Netflix Stock Performance
Netflix (NASDAQ:NFLX – Get Rating) last announced its quarterly earnings data on Thursday, January 19th. The Internet television network reported $0.12 EPS for the quarter, missing analysts’ consensus estimates of $0.47 by ($0.35). Netflix had a net margin of 14.21% and a return on equity of 23.06%. The company had revenue of $7.85 billion for the quarter, compared to analyst estimates of $7.85 billion. During the same period in the prior year, the company posted $1.33 EPS. The firm’s quarterly revenue was up 1.9% on a year-over-year basis. On average, sell-side analysts expect that Netflix, Inc. will post 11.18 EPS for the current fiscal year.

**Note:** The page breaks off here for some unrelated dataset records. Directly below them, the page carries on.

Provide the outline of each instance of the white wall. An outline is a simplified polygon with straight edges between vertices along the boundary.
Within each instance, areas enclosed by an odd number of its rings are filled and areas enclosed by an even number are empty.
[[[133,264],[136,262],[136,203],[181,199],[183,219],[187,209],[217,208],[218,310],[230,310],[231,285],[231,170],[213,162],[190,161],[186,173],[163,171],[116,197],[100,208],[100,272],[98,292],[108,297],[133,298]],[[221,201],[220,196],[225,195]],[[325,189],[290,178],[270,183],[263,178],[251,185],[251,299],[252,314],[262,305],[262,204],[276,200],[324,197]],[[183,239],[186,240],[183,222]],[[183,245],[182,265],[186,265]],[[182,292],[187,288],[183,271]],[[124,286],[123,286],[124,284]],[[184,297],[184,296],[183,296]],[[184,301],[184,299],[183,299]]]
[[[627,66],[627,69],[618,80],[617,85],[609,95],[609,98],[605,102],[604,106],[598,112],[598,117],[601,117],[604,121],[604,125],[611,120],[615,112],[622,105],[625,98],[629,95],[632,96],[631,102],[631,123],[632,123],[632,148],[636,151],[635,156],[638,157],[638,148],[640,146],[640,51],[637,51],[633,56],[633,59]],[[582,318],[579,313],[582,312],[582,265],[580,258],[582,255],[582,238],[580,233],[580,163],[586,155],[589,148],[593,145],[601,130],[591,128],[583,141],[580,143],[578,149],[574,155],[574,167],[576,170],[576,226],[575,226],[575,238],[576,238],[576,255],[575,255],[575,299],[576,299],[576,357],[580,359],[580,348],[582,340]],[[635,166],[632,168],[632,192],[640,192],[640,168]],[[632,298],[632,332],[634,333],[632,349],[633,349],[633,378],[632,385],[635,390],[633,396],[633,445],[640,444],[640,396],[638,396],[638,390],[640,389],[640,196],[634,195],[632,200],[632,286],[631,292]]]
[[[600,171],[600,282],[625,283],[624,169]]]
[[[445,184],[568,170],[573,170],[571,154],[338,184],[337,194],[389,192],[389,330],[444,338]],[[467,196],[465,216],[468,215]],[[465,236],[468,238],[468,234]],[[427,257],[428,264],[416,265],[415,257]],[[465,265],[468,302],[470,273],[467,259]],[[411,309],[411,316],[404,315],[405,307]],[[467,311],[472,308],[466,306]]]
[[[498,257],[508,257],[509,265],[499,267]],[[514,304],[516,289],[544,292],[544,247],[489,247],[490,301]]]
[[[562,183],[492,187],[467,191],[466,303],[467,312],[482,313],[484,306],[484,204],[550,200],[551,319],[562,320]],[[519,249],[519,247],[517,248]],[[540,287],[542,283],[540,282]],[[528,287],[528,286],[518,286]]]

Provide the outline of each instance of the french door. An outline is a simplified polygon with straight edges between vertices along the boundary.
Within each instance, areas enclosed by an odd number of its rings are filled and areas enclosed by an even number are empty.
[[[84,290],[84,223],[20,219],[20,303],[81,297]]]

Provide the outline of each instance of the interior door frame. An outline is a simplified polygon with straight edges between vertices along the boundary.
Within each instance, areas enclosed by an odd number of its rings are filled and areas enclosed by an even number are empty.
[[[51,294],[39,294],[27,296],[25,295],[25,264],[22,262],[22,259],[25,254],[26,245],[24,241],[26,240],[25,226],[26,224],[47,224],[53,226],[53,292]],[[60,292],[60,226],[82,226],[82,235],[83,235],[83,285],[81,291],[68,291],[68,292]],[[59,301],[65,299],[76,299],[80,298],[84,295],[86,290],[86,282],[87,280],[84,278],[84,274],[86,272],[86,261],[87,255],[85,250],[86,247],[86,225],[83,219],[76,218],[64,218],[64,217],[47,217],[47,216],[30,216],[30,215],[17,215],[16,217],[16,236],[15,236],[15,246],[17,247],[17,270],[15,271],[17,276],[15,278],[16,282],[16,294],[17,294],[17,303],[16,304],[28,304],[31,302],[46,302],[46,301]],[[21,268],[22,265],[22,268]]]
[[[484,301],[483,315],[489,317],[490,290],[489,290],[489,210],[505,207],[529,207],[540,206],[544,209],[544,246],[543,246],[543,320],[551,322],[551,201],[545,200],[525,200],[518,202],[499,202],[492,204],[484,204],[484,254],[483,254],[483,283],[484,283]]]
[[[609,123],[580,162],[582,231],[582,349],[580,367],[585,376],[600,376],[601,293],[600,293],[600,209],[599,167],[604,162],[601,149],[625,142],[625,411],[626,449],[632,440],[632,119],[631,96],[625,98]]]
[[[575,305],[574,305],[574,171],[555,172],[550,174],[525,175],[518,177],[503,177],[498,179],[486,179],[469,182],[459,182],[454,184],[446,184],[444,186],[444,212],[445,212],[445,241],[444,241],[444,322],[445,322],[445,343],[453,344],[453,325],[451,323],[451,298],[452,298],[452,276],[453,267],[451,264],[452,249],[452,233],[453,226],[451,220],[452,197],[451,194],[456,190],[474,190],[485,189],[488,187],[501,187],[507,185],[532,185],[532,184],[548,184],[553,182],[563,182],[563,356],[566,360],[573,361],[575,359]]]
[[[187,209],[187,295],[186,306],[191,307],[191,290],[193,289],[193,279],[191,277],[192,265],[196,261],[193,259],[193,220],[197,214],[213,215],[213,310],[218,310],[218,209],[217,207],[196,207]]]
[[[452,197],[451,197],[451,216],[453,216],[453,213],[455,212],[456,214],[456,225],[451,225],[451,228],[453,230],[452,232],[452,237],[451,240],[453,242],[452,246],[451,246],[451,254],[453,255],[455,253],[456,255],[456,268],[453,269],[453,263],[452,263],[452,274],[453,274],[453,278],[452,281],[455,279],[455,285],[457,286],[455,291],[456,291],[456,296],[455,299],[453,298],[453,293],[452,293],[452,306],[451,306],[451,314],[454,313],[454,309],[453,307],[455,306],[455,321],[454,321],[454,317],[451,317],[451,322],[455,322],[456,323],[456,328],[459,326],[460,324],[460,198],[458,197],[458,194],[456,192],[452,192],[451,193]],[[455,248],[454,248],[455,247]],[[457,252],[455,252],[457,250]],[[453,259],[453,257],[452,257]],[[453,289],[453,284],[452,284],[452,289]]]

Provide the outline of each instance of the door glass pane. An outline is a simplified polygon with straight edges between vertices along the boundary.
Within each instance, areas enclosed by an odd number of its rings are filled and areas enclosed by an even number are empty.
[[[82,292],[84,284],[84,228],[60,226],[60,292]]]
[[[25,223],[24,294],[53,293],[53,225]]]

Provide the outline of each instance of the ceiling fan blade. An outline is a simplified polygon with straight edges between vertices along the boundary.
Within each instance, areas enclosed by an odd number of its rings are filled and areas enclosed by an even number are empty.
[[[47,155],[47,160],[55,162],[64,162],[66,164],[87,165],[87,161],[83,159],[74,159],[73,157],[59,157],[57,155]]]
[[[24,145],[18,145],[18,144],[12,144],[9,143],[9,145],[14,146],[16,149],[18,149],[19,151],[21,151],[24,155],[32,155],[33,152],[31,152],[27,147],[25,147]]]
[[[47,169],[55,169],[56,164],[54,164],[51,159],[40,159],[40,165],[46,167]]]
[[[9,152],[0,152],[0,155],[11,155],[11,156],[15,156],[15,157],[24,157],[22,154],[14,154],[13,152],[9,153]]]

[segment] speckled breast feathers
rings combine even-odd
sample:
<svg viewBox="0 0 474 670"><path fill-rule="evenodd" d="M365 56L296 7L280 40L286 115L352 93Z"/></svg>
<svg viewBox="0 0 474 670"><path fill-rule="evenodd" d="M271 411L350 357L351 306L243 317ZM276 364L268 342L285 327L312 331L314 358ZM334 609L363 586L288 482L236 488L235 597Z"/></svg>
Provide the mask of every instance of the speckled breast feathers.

Wall Street Analysts Forecast Growth
Several analysts recently weighed in on NFLX shares. New Street Research assumed coverage on shares of Netflix in a research report on Wednesday, January 4th. They issued a “neutral” rating and a $304.00 price objective on the stock. Truist Financial boosted their price objective on Netflix from $210.00 to $339.00 and gave the stock a “hold” rating in a research report on Tuesday, January 17th. JPMorgan Chase & Co. increased their price objective on Netflix from $330.00 to $390.00 and gave the stock an “overweight” rating in a report on Friday, January 20th. Citigroup lifted their target price on Netflix from $395.00 to $400.00 and gave the company a “buy” rating in a research note on Thursday. Finally, StockNews.com initiated coverage on Netflix in a research note on Thursday. They issued a “hold” rating for the company. Three research analysts have rated the stock with a sell rating, sixteen have given a hold rating and twenty-three have given a buy rating to the company. Based on data from MarketBeat.com, the stock currently has a consensus rating of “Hold” and a consensus price target of $343.13.
Netflix Company Profile
Netflix, Inc engages in providing entertainment services. It also offers a broad set of activities for leisure time, entertainment video, video gaming, and other sources of entertainment. It operates through the United States and International geographic segments. The company was founded by Marc Randolph and Wilmot Reed Hastings on August 29, 1997 and is headquartered in Los Gatos, CA.